Speaking from family experience, here's what actually happens: someone driving an expensive car drunk hits you. Then they pay a small bribe and get away with impunity.
In Germany you don't even need money to only get probation for such a deadly crash incident:

https://translate.google.com/translate?sl=de&tl=en&u=https:/...

To make sure we're on the same page, the grandparent is describing this as a positive part of living in Ukraine.
It's not a war, but a frozen conflict. Even Wikipedia says that:

https://en.wikipedia.org/wiki/Frozen_conflict

I'm not sure I understand the point of this hair-splitting. There is a front line with land mines, ongoing armed conflict, and recent soldier casualties.

Saying that what Ukraine has is a "frozen conflict" and not a war zone is like a real estate agent calling a crappy house a "renovator's dream."

Ukrainian army only had 75 casualties in 2020... and this is on a very small area near the Russian border. The rest of the country is absolutely fine.
This is a continuing misrepresentation of a grim reality. The entirety of the US armed forces, in all of its "ongoing contingency operations" (euphemism for combat) around the entire world, has lost less than 75 people over the period of the last several years. "We've only had 75 people die in active combat on domestic soil last year!" is not a great sales pitch for Ukrainian quality of life.

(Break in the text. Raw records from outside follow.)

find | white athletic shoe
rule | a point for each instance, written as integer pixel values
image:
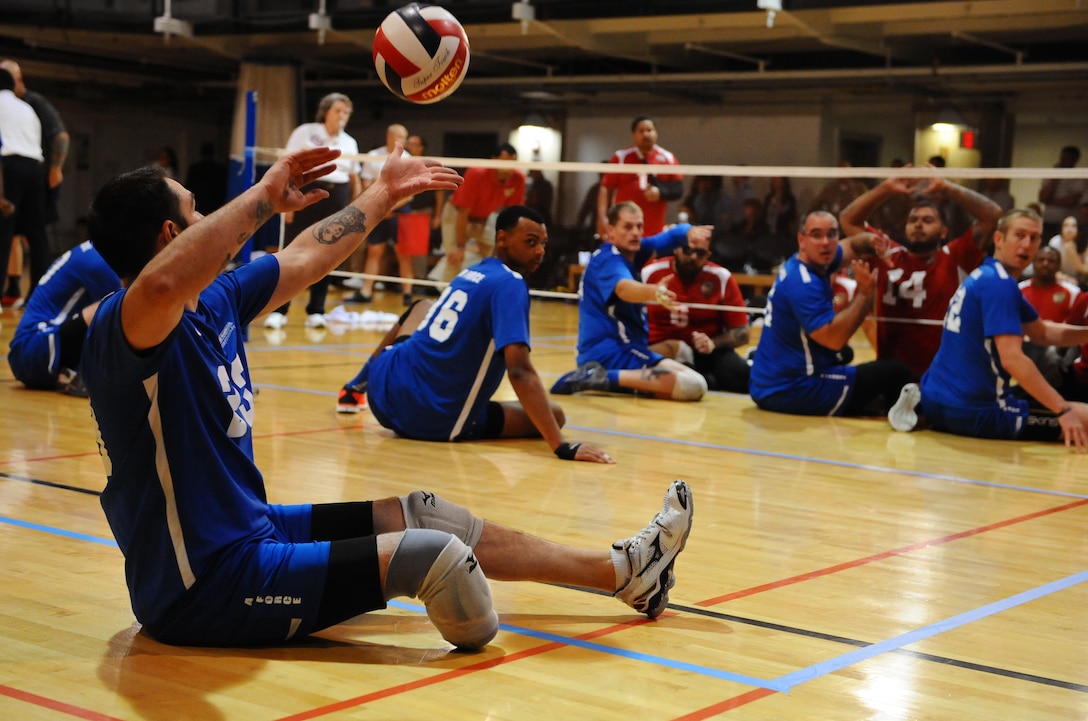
(275, 321)
(902, 415)
(651, 555)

"A very small area near the Russian border" is literally moving the goalposts. Until Russia stepped in and redrew the border of Ukraine, the front lines were a hundred miles from the border.

Not really sure the point that you're trying to make here. You seem to be implying that anyone living anywhere in Ukraine (such as Kyiv) is under constant threat of getting bombed by Russia, while jjjei3 is saying that Ukraine is relatively safe.

If you're so sure its so dangerous there, maybe you can pull up statistics about number/rate of shooting deaths there compared to the US?